We now know that managers of the development are aware of the actions of the Guardabosques and community activists from Santa Fe, although they haven’t responded to any of us. Based on feedback we’ve received, the atmosphere is heated and the villagers are adamant about their complaints and claims. Recent rains have caused flooding in the area, confirming the fears of the population.

One positive occurrence is that their demands have reached the newspaper Juventud Rebelde, thanks to writer Jose Alejandro Rodriguez. This journalist referred to the alert sounded by citizen Daniel Morales concerning what happened to the casuarina grove and other difficulties posed by flooding and the construction of new buildings in the locality.
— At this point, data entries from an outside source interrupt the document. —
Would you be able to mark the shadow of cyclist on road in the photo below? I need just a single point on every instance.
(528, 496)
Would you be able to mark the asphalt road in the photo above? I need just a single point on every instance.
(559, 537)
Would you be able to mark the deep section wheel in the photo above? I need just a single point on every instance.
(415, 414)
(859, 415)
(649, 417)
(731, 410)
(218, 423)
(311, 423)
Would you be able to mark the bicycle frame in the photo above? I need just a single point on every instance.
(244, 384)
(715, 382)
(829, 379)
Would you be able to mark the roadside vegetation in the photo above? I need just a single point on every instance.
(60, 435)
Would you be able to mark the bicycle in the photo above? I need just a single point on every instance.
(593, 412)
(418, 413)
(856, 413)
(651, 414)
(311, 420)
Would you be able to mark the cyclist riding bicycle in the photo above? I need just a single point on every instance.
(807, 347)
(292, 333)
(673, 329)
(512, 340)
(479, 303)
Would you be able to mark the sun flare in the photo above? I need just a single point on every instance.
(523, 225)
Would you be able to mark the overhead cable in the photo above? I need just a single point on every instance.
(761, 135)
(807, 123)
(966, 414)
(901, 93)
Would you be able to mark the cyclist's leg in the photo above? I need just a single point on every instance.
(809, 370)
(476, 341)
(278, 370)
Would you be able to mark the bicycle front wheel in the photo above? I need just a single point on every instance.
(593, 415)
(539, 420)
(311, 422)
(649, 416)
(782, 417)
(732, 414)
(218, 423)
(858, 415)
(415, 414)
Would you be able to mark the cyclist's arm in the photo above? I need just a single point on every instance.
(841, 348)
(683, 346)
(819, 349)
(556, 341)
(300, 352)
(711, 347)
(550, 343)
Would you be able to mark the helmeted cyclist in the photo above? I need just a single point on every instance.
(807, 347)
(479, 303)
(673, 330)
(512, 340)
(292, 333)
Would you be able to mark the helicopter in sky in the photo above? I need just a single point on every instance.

Santa Fe activists have not been left sitting on their hands. They continue pressing for the stoppage of the work and they recently filed a formal complaint with the Council of State that was signed by each of the area’s residents.  In this they warned of the dangers of such construction and demanded respect for the community and nature.


Isbel Diaz

Isbel Diaz Torres: Pinar del Rio and Havana are my cities. I was born in one on March 1, 1976, and I’ve always lived in the other. I am a biologist and poet, though at times I’ve also been a musician, translator, teacher, computer geek, designer, photographer and editor. I’m very non-conformist and a defender of differences – perhaps due to always having been an ever-repressed “model child.” Nothing enthralls me more than the unknown, nature and art; these serve as my sources of mystery and development. A surprising activism has been born in me over the recent period. Though I’m not very sure how to channel it, I feel that it’s a worthy and legitimate energy. Let’s hope I have the discernment to manage it.